The Foresight study has found that computer-based trading has “allowed new participants to enter, new trading methods to arise and even new market structures to evolve”. It added that “liquidity has been enhanced, transactions costs have been lowered and market efficiency appears to be better, or certainly no worse”.

It also urged regulators to “catch up to the new realities of trading in asset markets”. Many market participants, across all sections of the market, are horrified at the potential consequences of some of the rules targeting HFT proposed by the European parliament in its latest draft of MiFID II, which promises sweeping reforms to Europe’s financial markets, most notably the introduction of a minimum resting time for orders to remain valid on an exchange for at least 500 milliseconds.

The Foresight Report said it was “doubtful that minimum resting times would be a step in the right direction” and it was also worried about other anti-HFT MiFID II proposals such as the impact of imposing market making obligations, proposed measures to require the notification of algorithms and minimum order-to-execution ratios.

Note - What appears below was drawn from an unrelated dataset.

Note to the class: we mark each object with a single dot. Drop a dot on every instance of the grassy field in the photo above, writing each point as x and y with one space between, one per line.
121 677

The report did, though, back the use of circuit breakers and a coherent tick size policy.

“The project has found that some of the commonly held negative perceptions surrounding HFT are not supported by the available evidence and, indeed, that HFT may have modestly improved the functioning of markets in some respects,” said Sir John Beddington, the U.K. government’s chief scientific officer who headed up the study.

“However, it is believed that policy makers are justified in being concerned about the possible effects of HFT on instability in financial markets.”

These concerns, according to the Foresight study, were “fears that, under stressed conditions, the liquidity provided by HFT may evaporate and lead to greater volatility and more market crashes, which provides the main driving force for new regulatory measures to manage and to modify computer-based trading”. It also highlighted the risks to market stability due to “errant algorithms or excessive message traffic that must be addressed”.

It did, though, add a caveat to this. “Caution must be exercised to avoid undoing the many advantages that the high frequency world has brought,” said the Foresight study. “Technology will continue to affect asset markets in the future, particularly as it relates to the ultra-fast processing of news into asset prices.”

Voigt at Fidessa concurred: “We are beginning to see politicians interfering in the technology enabling existing business models. Intraday trading is not new. Market making is not new. These are the models that technology has effectively speeded up with HFT.”

The Foresight report also touched on the issues facing the buy side in today’s high-speed trading environment. Buy-side institutional investors, who generally trade in big blocks of shares and want to invest in the long term, have become disillusioned by not being able to properly execute their orders on the lit exchanges and instead see their orders instantly picked off by the algorithms of HFT firms.

“The bulk of the evidence suggests that, in normal circumstances, HFT enhances the quality of the operation of markets, though the returns to HFT may come in some significant part from buy-side investors, who are concerned that HFT may have the effect of moving prices against them,” said the report.

However, Voigt at Fidessa argued that restricting HFT could actually hinder the buy side in the long run. “Measures to reduce HFT would also reduce liquidity in the market, forcing up execution costs for the buy side,” he said.

Foresight’s conclusions come after several well-publicized market blow-ups that have been linked to HFT—such as the ‘flash crash’ in May 2010 and this year’s Knight Capital debacle and the botched IPOs of Facebook and Bats Global Markets—as well as the big increases in market volatility in recent times, but it suggested that this volatility was due to wider economic issues.

“The main conclusion from this study is that the macroeconomic crises of the past five years have been the main driving force for the liquidity and volatility of UK equity markets,” said the Foresight study. “If HFT has a role to play in the large swings in market conditions, it is relatively small and insignificant in comparison with the huge negative effects of the banking and sovereign debt crises that happened during this period.”

Some, though, have criticized the study, saying that the majority of the make-up of one of Foresight’s two advisory panels was heavily linked to the HFT industry.